L’homme nie son animalité par le travail, c’est-à-dire par la
transformation de la nature extérieure : il s’éduque,
transforme sa nature intérieure, en travaillant.
Texte
de Georges Bataille, écrivain français du XXème
siècle
:
« Je
pose en principe un fait peu contestable : que l’homme est
l’animal qui n’accepte pas simplement le donné naturel, qui le
nie. Il change ainsi le monde extérieur naturel, il en tire des
outils et des objets fabriqués qui composent un monde nouveau, le
monde humain. L’homme parallèlement se nie lui-même, il s’éduque,
il refuse par exemple de donner à la satisfaction de ses besoins
animaux ce cours libre, auquel l’animal n’apporte pas de réserve.
Il
est nécessaire encore
d’accorder que les deux négations que, d’une part, l’homme
fait du monde donné et, d’autre part, de sa propre animalité,
sont liées.
Il ne nous appartient pas de donner une priorité à l’une ou à
l’autre, de chercher si l’éducation (qui apparaît sous la forme
des interdits religieux) est la conséquence du travail, ou le
travail la conséquence d’une mutation morale.
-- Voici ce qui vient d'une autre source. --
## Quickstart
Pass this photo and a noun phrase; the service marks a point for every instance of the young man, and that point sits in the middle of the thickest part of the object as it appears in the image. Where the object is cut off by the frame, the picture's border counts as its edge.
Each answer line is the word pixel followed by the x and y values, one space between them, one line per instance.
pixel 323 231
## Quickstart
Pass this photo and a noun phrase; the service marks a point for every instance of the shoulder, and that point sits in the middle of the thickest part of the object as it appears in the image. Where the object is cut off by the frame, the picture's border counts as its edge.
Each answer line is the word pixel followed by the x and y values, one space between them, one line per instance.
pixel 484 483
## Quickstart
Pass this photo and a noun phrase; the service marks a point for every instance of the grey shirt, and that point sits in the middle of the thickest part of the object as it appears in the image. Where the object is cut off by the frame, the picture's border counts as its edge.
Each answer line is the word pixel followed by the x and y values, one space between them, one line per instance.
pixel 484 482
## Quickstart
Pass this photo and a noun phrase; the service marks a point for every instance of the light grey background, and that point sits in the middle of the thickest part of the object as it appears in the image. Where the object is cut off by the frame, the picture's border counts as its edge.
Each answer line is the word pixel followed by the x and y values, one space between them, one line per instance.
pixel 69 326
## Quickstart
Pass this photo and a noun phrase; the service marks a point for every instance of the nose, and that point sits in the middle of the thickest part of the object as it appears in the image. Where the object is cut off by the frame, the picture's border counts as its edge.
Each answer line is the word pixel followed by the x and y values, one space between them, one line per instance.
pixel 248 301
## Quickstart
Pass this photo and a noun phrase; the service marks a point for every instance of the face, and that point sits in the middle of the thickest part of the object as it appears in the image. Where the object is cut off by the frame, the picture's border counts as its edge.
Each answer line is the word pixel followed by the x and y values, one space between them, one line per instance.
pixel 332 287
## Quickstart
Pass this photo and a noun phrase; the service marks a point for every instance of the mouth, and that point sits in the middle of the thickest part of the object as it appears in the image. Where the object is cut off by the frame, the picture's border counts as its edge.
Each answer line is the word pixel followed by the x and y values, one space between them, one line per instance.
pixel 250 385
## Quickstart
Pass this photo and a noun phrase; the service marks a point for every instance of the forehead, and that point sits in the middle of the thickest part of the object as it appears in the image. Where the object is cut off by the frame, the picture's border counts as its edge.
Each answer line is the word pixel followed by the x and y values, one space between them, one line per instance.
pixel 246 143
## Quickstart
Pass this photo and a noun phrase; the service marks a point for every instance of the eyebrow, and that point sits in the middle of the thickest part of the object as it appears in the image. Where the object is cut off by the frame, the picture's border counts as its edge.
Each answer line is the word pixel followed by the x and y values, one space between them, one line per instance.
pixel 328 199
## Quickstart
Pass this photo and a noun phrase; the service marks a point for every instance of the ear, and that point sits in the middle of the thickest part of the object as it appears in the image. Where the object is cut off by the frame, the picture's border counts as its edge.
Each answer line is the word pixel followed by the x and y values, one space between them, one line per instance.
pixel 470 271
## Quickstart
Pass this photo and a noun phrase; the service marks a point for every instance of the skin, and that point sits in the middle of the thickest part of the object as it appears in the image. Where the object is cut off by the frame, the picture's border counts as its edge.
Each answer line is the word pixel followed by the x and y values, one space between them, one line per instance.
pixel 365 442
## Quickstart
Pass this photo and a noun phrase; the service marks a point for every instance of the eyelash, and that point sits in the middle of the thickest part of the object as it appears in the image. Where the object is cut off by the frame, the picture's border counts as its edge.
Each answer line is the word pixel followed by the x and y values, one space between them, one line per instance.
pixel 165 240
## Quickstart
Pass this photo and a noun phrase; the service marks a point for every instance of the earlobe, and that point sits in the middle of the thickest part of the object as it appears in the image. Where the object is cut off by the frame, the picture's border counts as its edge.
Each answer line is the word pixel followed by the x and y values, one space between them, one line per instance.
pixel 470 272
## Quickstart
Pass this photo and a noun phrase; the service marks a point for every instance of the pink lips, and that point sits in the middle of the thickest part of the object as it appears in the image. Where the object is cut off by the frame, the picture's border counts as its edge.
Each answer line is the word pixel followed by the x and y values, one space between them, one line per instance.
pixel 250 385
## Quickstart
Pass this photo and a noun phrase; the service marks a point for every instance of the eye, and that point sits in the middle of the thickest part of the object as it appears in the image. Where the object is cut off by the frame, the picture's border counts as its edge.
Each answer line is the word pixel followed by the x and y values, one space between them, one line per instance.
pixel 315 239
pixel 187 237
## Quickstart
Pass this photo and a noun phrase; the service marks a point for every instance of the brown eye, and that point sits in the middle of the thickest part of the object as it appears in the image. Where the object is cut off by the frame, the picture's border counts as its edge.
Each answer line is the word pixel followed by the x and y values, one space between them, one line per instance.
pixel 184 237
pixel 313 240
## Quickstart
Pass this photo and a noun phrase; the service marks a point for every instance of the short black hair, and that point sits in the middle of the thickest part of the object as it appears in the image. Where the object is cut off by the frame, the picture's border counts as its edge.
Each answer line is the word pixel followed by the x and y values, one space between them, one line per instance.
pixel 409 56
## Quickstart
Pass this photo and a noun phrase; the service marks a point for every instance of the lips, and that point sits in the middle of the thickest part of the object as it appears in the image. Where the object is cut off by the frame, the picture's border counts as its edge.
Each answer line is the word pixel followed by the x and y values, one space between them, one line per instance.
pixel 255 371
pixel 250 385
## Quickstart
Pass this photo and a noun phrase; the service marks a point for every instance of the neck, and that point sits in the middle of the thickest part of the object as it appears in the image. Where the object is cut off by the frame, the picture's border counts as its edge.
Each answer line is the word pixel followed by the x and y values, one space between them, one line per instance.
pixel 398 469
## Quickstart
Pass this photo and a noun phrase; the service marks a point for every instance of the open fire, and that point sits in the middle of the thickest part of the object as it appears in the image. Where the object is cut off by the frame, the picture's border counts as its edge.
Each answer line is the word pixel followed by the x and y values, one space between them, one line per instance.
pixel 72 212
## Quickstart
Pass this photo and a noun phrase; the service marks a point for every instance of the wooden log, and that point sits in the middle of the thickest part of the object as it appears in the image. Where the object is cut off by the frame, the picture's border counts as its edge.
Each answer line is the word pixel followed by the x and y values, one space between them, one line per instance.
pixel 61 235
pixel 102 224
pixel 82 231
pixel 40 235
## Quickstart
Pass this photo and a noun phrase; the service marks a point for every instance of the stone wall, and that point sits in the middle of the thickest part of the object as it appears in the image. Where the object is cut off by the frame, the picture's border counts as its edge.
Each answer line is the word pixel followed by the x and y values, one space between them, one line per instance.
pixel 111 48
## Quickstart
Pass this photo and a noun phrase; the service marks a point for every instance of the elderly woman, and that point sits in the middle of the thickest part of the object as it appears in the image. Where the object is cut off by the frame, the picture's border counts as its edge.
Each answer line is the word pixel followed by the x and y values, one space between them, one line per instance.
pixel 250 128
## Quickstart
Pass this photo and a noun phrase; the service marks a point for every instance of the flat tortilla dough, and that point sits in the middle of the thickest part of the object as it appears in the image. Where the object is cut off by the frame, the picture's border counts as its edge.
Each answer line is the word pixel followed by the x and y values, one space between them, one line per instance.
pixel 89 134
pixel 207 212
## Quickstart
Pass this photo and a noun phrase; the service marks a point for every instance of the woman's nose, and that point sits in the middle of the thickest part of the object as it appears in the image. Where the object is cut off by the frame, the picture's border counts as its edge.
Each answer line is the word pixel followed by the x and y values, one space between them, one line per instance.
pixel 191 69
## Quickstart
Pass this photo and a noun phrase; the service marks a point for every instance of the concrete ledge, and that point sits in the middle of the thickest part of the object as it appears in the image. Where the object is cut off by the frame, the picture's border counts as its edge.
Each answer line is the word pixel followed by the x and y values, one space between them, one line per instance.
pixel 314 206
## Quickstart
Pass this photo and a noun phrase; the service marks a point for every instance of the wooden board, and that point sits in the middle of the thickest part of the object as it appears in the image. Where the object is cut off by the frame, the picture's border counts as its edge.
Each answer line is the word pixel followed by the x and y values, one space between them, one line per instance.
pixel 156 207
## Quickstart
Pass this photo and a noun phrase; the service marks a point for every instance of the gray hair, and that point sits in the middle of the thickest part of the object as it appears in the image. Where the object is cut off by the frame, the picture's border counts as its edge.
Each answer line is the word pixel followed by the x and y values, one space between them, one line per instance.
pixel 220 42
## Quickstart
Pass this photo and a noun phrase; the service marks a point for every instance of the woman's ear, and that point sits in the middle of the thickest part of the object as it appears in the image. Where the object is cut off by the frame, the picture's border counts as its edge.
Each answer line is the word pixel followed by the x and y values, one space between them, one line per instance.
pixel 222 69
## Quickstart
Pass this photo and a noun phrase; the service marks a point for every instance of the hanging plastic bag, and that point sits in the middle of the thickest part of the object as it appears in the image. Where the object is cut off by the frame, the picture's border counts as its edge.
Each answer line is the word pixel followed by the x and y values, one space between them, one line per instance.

Mais tant qu’il y
a homme, il y a d’une part travail et de l’autre négation par
interdits de l’animalité de l’homme. »
Georges
Bataille, L’Erotisme,
1957
Le
travail, pour réaliser l’homme, doit être proprement humain selon
Marx, c’est-à-dire
qu’il doit exprimer :
-
la
subjectivité du travailleur dans un projet,
-
la
rationalité dans l’invention des moyens à mettre en œuvre,
-
et
la volonté dans l’effort sur soi pour continuer à réaliser le
projet.
Un
exemple
d’un tel travail est la perruque,
c’est-à-dire le travail personnel clandestin des ouvriers
travaillant en usine, notamment dans les années 1970 : en
détournant les matériaux rejetés par la machine productrice, les
ouvriers construisaient des objets du quotidien pour connaître la
satisfaction d’exécuter, mais aussi de penser cette exécution, de
laisser transparaître leur subjectivité dans leur production, comme
leur ingéniosité et leur volonté. En vue de retrouver l’humanité
de leur activité, la perruque semble être nécessaire aux ouvriers
travaillant en usine.
Définition :
Perruque : En argot d’artisan, faire une perruque signifie
« travailler pour soi pendant son temps de travail, souvent
avec des matériaux détournés ». L’expression provient de
l’idée de trompe-l’œil que crée le postiche.
Texte :
« Les
différentes sortes de perruques n’obéissent qu’à une seule et
unique règle : la taille de l’objet fabriqué ne doit pas
être trop grande pour empêcher que l’on puisse le sortir en
fraude. Certains ne se plient pas à cette règle, et les objets
qu’ils fabriquent restent à prendre la poussière dans leur
placard ou à côté de leurs machines ; le jour où ils
quittent l’usine, ils essayent de les sortir sans être pris et, si
cela apparaît sans espoir, ils les offrent à quelqu’un d’autre.
[…]
la matière première, c’est surtout du métal. Sont ainsi
exécutés : porte-clefs, supports pour pots de fleurs,
cendriers, plumiers, règles et équerres, salières pour le petit
déjeuner pris à l’usine, tapis de bain (faits de copeaux blancs
de polystyrène), jetons en acier inoxydable pour apprendre à
calculer aux enfants (un cadeau magnifique), pendentifs faits d’une
dent de fraise cassée, roulettes miniatures, dés, porte-savons
aimantés, antennes de télévision (à monter chez soi), fixations
de sécurité et portemanteaux pour les placards d’atelier […].
L’ordre
« il faut faire ça » est remplacé par une question :
« qu’est-ce qu’il est possible de faire ? ». […]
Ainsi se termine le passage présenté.